"The club under Mr Duffen spent money it didn't have," added Pearson. "The prospect of relegation should not need to be the doomsday scenario that everyone currently discusses and worries about.
"The financial planning just needed a bit of basic strategy and common sense applying to it back in summer 2008 and even more so when the team survived on the last day of the season in 2009.
"In my personal opinion the decisions made by Mr Duffen at that point were extremely short-sighted."
Duffen issued a statement saying Hull had "one of the lowest squad wage bills in the Premier League and amongst the lowest levels of debt".
He added: "Hull City Football Club have been on an amazing journey over the past four years.
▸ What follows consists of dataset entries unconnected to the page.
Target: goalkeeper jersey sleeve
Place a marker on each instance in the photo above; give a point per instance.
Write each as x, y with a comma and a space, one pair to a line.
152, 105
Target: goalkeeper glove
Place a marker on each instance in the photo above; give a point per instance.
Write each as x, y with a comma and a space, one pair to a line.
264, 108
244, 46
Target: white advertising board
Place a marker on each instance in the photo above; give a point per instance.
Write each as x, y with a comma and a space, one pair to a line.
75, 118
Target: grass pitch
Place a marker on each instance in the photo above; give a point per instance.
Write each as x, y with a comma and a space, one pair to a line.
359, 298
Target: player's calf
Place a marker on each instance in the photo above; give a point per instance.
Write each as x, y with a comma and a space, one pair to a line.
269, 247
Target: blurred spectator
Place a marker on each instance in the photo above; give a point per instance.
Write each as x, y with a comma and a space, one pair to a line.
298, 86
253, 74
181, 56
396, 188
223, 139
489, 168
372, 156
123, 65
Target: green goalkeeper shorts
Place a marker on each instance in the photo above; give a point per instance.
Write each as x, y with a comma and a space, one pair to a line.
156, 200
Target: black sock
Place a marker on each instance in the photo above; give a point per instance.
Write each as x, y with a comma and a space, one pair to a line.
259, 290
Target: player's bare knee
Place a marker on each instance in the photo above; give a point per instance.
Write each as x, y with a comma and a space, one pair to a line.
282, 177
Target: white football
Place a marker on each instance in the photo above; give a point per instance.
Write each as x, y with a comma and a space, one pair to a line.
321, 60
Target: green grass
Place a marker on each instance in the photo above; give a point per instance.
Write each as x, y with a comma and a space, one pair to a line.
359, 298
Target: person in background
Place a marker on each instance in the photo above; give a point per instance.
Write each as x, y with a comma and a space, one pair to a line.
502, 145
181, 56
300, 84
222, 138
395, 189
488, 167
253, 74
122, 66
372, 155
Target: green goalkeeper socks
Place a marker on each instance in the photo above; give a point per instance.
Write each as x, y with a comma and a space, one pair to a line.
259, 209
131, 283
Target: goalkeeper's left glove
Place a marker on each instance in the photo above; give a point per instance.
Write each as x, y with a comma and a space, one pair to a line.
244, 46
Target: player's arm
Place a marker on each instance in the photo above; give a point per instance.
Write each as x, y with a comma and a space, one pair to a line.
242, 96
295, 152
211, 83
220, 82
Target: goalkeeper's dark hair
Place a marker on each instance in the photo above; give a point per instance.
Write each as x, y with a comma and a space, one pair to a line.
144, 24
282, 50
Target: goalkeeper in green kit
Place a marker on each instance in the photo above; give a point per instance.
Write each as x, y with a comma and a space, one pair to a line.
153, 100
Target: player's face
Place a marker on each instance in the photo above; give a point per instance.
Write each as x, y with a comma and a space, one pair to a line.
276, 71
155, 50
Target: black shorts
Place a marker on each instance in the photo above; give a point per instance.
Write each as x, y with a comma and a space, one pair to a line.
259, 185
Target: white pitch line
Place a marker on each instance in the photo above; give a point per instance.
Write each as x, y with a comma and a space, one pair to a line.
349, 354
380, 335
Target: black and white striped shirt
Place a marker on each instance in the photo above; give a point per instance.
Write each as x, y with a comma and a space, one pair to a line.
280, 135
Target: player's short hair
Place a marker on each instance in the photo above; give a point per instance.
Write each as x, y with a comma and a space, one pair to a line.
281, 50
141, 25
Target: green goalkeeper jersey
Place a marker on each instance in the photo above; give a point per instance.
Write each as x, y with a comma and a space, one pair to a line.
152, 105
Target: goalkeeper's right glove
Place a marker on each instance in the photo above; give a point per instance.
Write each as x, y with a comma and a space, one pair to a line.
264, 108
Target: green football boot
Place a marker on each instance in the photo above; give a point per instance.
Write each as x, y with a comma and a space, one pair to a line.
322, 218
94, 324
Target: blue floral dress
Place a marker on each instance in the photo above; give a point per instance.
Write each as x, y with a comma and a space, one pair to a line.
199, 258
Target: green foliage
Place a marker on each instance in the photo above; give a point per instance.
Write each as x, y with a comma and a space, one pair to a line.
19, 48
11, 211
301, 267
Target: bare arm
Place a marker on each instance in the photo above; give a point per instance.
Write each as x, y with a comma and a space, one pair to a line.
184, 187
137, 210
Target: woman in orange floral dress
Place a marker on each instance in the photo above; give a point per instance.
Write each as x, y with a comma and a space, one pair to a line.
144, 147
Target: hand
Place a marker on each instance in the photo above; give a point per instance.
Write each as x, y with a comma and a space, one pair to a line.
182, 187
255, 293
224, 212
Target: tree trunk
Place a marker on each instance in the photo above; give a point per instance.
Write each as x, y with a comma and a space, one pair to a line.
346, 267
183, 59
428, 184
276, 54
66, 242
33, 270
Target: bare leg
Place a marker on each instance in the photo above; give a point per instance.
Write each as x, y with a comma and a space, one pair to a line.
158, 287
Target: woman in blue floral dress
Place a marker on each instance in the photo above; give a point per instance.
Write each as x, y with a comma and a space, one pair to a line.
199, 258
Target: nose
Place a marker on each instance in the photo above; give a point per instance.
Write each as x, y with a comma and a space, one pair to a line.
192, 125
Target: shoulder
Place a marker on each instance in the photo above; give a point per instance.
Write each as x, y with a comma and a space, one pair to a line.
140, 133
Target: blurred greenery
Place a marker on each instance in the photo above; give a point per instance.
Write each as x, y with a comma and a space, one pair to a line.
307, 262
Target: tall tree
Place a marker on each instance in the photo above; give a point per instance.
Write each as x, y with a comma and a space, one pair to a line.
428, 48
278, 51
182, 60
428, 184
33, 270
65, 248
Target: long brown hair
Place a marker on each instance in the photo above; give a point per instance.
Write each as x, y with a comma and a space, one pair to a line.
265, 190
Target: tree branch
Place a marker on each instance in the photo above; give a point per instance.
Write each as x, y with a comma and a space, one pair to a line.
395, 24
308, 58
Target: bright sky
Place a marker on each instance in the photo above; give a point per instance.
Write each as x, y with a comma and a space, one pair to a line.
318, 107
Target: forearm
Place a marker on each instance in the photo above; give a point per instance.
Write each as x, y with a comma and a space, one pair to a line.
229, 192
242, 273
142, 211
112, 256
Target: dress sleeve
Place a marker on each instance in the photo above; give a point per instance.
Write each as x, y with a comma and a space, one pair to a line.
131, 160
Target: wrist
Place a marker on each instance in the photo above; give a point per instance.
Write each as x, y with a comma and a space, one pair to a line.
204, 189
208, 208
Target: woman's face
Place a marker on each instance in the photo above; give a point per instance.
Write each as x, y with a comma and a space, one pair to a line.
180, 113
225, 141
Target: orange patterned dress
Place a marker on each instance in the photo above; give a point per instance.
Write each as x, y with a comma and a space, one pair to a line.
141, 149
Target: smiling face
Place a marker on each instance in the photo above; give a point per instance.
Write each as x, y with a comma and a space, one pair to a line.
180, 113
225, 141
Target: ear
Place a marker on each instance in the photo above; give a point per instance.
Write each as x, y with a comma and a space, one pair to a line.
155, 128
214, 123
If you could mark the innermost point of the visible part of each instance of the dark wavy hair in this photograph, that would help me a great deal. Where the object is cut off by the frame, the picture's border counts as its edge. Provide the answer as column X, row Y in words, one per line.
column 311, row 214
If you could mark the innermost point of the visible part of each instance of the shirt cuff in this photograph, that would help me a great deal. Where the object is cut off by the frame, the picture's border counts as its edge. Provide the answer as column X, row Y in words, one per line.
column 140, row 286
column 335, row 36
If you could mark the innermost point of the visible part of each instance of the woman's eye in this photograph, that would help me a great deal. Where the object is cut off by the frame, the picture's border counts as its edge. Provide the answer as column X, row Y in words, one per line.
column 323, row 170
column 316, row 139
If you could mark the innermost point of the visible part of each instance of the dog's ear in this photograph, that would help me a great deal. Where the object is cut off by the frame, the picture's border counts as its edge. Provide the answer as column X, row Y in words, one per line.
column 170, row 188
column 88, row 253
The Tigers have travelled from the brink of Championship relegation to Premier League promotion via their first ever Wembley appearance.
"The successes were not achieved through financial muscle but through partnership, ambition, team spirit, collective positive attitude and a stubborn refusal to fail.
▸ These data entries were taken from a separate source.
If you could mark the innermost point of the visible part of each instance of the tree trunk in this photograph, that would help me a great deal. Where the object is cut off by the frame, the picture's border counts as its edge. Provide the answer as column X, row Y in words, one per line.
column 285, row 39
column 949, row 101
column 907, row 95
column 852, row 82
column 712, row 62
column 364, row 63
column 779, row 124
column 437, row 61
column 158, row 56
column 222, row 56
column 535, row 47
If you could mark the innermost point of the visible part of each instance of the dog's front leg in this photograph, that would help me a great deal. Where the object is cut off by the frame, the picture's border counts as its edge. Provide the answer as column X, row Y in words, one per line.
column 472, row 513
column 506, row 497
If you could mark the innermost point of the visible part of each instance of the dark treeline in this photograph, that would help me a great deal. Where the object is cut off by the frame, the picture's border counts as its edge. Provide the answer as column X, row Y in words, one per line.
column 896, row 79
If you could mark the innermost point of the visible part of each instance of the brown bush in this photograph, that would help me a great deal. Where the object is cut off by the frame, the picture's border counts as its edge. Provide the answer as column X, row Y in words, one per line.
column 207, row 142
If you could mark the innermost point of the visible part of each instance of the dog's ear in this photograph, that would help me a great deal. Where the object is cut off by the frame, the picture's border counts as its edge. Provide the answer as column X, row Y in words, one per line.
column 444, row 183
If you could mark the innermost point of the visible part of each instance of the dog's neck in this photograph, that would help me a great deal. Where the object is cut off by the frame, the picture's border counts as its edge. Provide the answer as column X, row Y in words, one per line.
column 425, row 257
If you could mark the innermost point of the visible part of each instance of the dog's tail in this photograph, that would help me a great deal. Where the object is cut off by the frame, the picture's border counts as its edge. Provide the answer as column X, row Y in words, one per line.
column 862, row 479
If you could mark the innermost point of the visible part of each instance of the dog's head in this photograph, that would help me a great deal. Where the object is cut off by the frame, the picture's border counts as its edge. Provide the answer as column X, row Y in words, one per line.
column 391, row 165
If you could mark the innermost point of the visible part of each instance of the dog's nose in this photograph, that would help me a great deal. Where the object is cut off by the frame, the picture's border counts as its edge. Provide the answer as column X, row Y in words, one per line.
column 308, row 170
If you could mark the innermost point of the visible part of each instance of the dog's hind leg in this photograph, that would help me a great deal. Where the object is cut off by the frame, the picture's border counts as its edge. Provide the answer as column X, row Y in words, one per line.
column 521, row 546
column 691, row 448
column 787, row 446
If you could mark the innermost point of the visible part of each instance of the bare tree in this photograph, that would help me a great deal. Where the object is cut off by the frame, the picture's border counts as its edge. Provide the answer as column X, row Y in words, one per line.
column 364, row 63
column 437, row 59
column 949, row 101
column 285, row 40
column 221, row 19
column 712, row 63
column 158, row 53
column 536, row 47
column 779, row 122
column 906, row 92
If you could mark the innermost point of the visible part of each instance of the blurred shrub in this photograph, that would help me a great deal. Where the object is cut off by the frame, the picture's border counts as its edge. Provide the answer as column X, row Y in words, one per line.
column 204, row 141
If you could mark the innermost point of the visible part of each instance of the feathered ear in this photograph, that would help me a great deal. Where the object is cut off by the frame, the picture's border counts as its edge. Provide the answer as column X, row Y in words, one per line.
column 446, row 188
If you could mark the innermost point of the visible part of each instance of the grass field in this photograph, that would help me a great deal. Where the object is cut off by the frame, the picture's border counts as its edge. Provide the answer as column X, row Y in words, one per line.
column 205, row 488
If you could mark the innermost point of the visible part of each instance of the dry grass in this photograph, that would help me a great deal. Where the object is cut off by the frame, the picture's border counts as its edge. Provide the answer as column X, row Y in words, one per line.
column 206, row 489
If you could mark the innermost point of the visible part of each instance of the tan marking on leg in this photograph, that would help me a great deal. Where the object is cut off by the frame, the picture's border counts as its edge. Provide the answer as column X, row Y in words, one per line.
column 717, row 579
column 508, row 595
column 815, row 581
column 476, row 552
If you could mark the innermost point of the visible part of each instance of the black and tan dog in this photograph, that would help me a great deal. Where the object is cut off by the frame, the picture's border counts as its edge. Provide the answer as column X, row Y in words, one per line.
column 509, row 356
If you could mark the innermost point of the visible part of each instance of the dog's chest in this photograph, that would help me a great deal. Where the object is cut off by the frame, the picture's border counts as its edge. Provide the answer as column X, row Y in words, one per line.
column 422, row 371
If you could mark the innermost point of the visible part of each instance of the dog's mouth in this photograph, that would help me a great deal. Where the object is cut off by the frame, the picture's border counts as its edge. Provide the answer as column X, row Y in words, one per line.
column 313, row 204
Duffen spent just over two years in charge of the Tigers
"I firmly believe that if those qualities remain at the club then Hull City have every chance of playing a third season in the Premier League and I wish them well."
Duffen took over from Pearson in June 2007 and led Hull into the top flight but he resigned in October 2009 with Pearson subsequently resuming his role at the club.
In January, Pearson claimed insufficient care had been taken over transfers and deals and launched legal proceedings against Duffen.
Duffen denied all the allegations against him at a preliminary hearing at the High Court and the two parties eventually settled out of court.
Hull are embroiled in a relegation battle and speaking to supporters through the match programme Pearson explained why Premier League survival was so important.
He wrote: "The problems which were apparent throughout 2009 should have been at the forefront of the summer transfer and business dealings. Instead, the wage bill was increased even further.
"The safety valve of pragmatic realism was cut off.
"This is not ambition or 'giving it a go' or 'living the dream', it is, in my personal view, poor business sense.
"Just under £6m spent on agents' fees in two years and the deal breakdown and size of agent payments is abhorrent. A wage bill of just under £40m when the club turnover is £50m in the Premier League.
"These figures, added to the significant transfer fees owed, clearly show that the maths don't add up."
At the time of Duffen's departure from Hull, a formal statement said the club wished "to express its gratitude to Paul for his outstanding contribution as chairman during a period of unprecedented success for Hull City AFC".